16 September 2011

Note-taking, and planning a work.

"Keep notes made after thinking, and with moderation. In order to avoid first-minute surprises, the effect of some passing preoccupation, or the enthusiasm sometimes aroused by a brilliant form of words, do not definitely include the passage in your notes wihtout letting some time elapse. Quietly, at the right distance, you will judge of the value of your harvest and store up only the good grain in your barns." (188-9)

"We must beware of a certain craze for collecting which sometimes takes possession of those who make notes. They want to have a full notebook or filing cabinet; they are in a hurry to put something in the empty spaces, and they accumulate passages as other people fill stamp and postcard albums. That is a deplorable practice; it is a sort of childishness, and risks becoming a mania. Order is a necessity, but it must serve us, not we it." (194)
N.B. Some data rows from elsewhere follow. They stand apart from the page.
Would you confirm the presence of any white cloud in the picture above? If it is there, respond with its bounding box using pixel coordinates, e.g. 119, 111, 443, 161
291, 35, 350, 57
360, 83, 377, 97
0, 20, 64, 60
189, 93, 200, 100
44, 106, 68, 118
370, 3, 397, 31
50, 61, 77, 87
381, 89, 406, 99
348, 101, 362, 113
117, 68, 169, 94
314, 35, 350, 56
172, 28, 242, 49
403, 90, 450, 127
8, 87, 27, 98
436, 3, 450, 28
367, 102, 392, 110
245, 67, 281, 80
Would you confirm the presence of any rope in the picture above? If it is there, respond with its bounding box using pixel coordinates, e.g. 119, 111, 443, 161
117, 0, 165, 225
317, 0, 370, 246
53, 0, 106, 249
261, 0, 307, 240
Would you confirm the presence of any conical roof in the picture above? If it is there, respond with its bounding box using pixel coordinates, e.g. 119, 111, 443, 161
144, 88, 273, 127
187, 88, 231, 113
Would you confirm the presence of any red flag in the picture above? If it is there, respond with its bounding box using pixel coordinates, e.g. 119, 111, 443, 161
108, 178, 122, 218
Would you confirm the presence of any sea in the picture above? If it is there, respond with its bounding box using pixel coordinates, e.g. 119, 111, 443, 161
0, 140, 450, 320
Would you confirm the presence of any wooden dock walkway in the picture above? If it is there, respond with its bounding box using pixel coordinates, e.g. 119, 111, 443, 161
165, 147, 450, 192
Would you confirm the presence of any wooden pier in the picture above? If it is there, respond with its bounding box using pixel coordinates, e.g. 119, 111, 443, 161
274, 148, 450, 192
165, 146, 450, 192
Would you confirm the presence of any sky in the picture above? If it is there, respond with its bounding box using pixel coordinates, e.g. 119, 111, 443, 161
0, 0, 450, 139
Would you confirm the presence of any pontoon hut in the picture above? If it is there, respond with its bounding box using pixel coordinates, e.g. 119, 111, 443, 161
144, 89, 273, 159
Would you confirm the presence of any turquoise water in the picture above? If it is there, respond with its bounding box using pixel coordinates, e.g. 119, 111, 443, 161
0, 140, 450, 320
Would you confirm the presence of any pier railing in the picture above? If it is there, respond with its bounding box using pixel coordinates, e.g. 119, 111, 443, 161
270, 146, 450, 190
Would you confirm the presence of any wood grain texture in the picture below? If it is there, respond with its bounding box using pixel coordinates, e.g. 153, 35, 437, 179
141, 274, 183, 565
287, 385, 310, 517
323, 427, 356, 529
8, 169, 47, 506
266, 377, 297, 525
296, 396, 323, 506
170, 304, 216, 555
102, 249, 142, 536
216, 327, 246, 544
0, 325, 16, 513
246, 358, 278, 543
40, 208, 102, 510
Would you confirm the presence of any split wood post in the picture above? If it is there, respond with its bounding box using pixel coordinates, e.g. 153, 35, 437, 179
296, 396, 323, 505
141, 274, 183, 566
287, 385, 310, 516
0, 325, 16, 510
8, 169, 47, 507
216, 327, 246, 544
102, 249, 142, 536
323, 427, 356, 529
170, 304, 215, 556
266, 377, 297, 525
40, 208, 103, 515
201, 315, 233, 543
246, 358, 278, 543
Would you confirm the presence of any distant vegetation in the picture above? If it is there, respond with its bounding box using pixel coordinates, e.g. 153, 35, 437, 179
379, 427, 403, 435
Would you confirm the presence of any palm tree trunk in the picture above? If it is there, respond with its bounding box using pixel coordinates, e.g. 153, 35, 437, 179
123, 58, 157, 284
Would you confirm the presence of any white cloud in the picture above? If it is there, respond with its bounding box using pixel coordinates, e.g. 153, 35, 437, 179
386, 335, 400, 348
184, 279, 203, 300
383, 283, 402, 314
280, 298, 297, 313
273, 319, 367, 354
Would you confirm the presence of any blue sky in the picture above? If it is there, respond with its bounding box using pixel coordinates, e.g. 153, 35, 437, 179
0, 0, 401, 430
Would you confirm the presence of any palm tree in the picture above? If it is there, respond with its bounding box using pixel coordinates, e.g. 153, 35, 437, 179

-A. G. Sertillanges, The Intellectual Life. Washington, DC: The Catholic University of America Press, 1987.
I've had what seems to me to be a workable idea for a series of essays on Christianity and literature, and I'm going to be starting on a little research plan I've drawn up for myself. I'm hoping to keep up the variety on this site, but William Writes may take on the aspect of a niche blog for a few months. If this gets annoying to any readers, or seems like something that deserves its own blog, please speak up.

Anyway, I've been thinking about how I'm going to keep track of my notes, and I'm settling on that old favorite: notecards. But I've also wondered what the tech-savvy people do when they need to take notes. Is there software for this? Or do people still use their old notebooks?

2 comments:

The Simple Man said...

I find it better to actually write things down, it helps me remember what I need to do. If I just type it somewhere, I never seem to remember it. Also Buckminster Fuller had an obsession with taking notes.

william randolph brafford said...

I find the same thing to be true: both writing by hand and seeing my own writing on a page seem to set better triggers in my memory. I don't know if this is nature or habit.